Monday, Jul. 07, 1958
Maddiction
The reading primer ("Easy little steps for muddy little feet") is completely Mad: "My teacher is Miss Furd. I tell the school board Miss Furd is a Commie. Miss Furd is through in this town . . . This is Bobby Smith. He is our playmate. Bobby sells reefers to the other children in school."
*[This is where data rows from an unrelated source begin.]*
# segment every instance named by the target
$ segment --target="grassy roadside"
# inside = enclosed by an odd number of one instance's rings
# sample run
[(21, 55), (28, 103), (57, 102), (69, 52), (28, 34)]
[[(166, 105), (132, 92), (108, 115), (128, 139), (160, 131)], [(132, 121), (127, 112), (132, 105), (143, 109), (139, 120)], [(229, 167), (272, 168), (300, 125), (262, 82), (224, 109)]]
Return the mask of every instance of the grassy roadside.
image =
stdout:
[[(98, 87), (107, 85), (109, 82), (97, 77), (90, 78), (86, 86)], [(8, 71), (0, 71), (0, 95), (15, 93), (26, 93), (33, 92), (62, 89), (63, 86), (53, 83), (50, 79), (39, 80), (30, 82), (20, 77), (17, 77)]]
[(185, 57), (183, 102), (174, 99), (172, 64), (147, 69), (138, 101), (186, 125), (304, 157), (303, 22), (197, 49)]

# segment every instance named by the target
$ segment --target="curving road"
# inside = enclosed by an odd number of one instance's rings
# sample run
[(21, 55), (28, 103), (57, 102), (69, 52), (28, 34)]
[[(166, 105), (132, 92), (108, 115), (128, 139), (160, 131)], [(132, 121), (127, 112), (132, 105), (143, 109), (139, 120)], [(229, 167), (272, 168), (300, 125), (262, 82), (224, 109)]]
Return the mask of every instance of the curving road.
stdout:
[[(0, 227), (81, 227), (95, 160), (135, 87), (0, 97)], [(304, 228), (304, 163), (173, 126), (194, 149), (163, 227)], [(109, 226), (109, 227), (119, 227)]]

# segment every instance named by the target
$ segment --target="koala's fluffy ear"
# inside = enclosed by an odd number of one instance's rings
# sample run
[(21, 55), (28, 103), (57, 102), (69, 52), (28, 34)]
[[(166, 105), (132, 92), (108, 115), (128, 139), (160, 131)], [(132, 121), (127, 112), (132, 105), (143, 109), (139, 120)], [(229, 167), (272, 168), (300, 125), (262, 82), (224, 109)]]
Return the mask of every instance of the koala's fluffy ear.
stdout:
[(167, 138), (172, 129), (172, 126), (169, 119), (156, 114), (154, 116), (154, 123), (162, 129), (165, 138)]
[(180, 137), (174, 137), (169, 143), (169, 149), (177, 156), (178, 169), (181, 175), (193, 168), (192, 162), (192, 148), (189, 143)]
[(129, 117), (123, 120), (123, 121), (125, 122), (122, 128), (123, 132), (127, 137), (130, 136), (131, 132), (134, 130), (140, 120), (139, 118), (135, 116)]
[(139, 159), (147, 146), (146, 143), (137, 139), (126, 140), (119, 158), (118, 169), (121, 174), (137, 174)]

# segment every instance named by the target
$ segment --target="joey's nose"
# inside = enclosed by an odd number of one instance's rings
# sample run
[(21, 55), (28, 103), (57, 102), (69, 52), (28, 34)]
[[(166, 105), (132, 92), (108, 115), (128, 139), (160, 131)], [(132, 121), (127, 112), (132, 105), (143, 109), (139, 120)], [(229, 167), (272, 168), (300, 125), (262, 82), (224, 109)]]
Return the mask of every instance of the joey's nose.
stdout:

Through such zany mockery of the solemn, the pretentious and the inane, the bimonthly Mad is compiling a growth chart that is no laughing matter. For its sixth-anniversary number out last week, Mad printed 1,300,000 copies, a 100% increase in a year. What is more, Mad is solidly in the black though it carries not a line of advertising, has spent only $350 on outright promotion. In fact, the essence of Mad's success is its nimble spoofing of promotions of all kinds. In its parodies of advertisements and travel stickers, vending machines and lovelorn columnists, Mad is a refreshingly impudent reaction against all the slick stock in trade of 20th century hucksterism, its hopped-up sensationalism, its visible and hidden persuaders.
For its anniversary issue, Mad conjures up magazines like Caveman's Weekly (sample article: "Is the Stone-Axe the Ultimate Weapon?") and the Pilgrim's Home Journal ("I Should've Kept My Big Mouth Shut," by John Alden), gives advice on how to play golf ("The grip should be about the same as one would use clutching a dead trout"), and quotes some woman-meets-native dialogue from the National Osographic: "Evelyn stepped forward and asked in Swahili, 'What I want to know, and I want you to give me a straight answer to, is--I mean--I want to know if you really got cannibals up this way. I mean I heard the rumble. I know the story.' "
"What--Me Worry?" Most fascinating aspect of Mad's success is that its spoofs appeal mainly to teenagers. They bombard Mad's tiny editorial offices just below Manhattan's Greenwich Village with some 400 fan letters a day, wear T shirts emblazoned with the .face of Mad's grinning imp Alfred E. ("What--me worry?") Neuman, and treasure old issues like collector's items. Maddiction also has become a cult in some adult circles. Comics Ernie Kevacs, Bob and Ray, Henry Morgan and Orson Bean contribute frequently and willingly for next to nothing.
Publisher William M. Gaines, a hearty, hefty man of 250 Ibs., launched Mad in 1952 as a sideline to the comic-book business he inherited from his father, M. (for Max) C. Gaines, who started the whole industry in the early 30s when he hit on the idea of selling reprinted newspaper comic sections for a dime. Using the standard comic formula--32 pages, newsprint, four colors, a 10-c- price tag--Mad was just holding its own when Gaines played a hunch in 1955, switched to semi-slick paper and higher quality black-and-white drawings, upped the price to 25-c- and promptly had a boffo success. The magazine now clears $43,000 an issue.
Mad's booming popularity astonishes Publisher Gaines. Says he: "All I can say to explain it is something glib like, 'Everyone is under a strain, and some sort of comic relief is a good thing." If we knew exactly what we were doing right, we'd do more of it."